How do the AI images stand out from their training material? A study of diffusion patterns aims to provide an answer to this question.
Debates about the art of AI that Stable Diffusion, DALL-E 2 and Midjourney create or not create have accompanied the tools since their inception. Probably the most intense debate is that of copyright, particularly with regard to the training materials used. Recently, the popular “trend on ArtStation” prompt has been at the center of protests against AI images. It is based on the imitation of popular artworks on ArtStation.
The extended and broadly trained scattering models are meant to ensure that each new prompt produces a unique image that is far removed from the originals in the training data. But is this really the case?
Dataset size and replication are related
Researchers from New York University and the University of Maryland have addressed this question in a new paper titled “Diffusion Art or Digital Forgery?

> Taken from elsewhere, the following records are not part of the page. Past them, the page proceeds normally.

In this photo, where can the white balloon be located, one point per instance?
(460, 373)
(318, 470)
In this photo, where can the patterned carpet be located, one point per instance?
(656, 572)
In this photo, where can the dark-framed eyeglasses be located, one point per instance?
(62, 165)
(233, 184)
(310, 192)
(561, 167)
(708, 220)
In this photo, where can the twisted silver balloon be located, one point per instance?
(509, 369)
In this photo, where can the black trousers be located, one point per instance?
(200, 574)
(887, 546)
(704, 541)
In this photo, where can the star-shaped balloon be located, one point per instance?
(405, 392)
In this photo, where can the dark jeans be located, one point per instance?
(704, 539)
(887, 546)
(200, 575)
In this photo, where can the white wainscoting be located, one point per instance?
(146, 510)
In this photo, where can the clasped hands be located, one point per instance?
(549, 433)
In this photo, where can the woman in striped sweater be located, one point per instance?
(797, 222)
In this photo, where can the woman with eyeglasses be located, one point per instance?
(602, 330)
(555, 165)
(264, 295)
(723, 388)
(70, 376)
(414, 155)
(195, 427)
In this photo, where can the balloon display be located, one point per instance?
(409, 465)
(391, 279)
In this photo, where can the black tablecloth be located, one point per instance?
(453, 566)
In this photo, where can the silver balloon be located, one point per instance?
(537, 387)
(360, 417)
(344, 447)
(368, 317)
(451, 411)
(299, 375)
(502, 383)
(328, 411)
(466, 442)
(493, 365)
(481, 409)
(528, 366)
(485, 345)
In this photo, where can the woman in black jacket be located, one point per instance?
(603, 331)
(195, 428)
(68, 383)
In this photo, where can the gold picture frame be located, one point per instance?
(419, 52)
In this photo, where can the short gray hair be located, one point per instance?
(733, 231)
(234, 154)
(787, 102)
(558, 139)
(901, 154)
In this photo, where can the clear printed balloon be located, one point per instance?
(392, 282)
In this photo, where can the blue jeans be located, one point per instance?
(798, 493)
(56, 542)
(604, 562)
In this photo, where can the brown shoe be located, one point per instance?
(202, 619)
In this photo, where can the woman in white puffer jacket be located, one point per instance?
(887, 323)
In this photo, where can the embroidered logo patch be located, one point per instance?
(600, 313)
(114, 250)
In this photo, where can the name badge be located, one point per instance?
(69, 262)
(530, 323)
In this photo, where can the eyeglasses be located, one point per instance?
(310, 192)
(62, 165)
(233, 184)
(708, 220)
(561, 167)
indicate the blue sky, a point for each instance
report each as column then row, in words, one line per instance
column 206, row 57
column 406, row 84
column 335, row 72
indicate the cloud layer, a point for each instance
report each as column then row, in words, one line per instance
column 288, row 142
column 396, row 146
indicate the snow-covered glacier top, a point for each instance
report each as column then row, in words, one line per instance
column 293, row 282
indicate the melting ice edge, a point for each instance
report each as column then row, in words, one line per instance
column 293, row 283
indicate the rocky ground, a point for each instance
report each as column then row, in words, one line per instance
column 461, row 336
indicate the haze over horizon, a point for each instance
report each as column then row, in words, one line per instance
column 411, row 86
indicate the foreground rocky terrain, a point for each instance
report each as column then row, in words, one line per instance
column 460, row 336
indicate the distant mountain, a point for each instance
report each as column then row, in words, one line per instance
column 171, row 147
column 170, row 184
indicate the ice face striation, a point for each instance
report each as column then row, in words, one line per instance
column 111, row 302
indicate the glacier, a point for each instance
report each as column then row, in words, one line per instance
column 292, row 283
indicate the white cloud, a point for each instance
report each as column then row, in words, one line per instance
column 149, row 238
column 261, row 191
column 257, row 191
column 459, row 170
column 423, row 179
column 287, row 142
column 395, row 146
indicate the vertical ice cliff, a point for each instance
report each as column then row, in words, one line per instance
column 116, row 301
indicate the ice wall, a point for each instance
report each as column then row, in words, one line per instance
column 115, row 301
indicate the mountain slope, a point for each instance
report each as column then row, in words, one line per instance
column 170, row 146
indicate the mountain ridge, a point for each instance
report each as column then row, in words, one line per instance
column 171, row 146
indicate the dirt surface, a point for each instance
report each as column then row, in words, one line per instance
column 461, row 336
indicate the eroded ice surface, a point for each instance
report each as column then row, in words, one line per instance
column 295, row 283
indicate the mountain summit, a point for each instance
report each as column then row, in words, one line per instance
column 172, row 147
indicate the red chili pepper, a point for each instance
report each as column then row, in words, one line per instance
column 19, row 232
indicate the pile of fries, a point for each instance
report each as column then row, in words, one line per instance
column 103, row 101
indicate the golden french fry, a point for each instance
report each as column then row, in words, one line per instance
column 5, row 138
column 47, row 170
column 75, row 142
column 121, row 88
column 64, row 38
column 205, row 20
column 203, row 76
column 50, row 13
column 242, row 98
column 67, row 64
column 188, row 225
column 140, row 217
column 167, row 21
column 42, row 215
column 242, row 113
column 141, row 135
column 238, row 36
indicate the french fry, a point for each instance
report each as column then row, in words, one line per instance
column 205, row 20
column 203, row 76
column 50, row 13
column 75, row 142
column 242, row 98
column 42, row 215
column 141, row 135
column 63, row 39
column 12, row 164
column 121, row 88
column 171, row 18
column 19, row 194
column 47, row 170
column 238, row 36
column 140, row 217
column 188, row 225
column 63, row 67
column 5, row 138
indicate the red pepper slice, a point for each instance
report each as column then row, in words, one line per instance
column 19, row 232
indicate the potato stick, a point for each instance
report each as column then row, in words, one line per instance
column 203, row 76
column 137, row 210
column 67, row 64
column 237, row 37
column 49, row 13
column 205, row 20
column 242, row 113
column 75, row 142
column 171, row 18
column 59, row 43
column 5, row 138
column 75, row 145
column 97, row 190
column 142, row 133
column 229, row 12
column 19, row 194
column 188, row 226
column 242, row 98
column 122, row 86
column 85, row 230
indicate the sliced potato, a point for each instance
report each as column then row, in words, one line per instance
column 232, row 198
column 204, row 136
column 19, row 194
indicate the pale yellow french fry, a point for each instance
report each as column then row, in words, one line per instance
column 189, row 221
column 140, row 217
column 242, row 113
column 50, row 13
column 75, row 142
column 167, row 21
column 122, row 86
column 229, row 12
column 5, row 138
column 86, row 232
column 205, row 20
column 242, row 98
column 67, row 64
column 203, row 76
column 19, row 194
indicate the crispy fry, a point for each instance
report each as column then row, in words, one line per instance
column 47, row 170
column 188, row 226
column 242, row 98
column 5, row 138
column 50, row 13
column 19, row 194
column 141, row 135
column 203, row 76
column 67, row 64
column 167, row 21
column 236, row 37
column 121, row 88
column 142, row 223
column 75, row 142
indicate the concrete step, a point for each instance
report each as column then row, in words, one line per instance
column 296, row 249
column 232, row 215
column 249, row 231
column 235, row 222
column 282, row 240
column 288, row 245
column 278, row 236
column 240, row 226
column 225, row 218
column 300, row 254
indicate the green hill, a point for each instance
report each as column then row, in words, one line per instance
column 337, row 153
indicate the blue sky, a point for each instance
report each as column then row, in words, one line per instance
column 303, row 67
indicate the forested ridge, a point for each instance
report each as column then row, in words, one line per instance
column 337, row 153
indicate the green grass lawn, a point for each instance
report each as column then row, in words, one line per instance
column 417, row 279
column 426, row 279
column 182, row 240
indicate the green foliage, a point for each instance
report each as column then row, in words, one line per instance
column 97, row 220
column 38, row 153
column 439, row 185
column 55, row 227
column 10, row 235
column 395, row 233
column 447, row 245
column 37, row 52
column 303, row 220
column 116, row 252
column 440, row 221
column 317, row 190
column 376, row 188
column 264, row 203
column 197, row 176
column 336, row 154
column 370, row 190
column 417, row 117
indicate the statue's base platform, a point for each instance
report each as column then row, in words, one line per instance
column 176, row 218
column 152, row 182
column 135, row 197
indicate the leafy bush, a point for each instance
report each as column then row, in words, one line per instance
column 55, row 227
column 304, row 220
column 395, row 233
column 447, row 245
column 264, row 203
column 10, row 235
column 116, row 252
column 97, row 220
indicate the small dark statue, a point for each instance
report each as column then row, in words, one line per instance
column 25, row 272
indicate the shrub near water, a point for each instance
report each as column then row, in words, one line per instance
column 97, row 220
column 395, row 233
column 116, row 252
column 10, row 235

They examine different diffusion models trained on different datasets such as Oxford Flowers, Celeb-A, ImageNet and LAION. They wanted to find out how factors such as the amount of training data and training affect the rate of image replication.
At first glance, the results of the study are not surprising: diffusion models trained on smaller datasets are more likely to produce images that are copied or very similar to the training data. the the amount of replication decreases as the size of the training set increases.
The study only looked at a small portion of the training data
Using the twelve million “12M LAION Aesthetics v2 6+” images, the researchers looked at only a small portion of the two billion image Stable Diffusion training dataset. They found that models like Stable Diffusion in some cases “blatantly copy” from their training data.
However, the almost exact reproduction of training data is not inevitable, as shown in older studies of generative models such as GANs, the paper states. The team confirms this with a latent diffusion model (LDM) trained with ImageNet, where there is no evidence of significant data replication. So what does Stable Diffusion do differently?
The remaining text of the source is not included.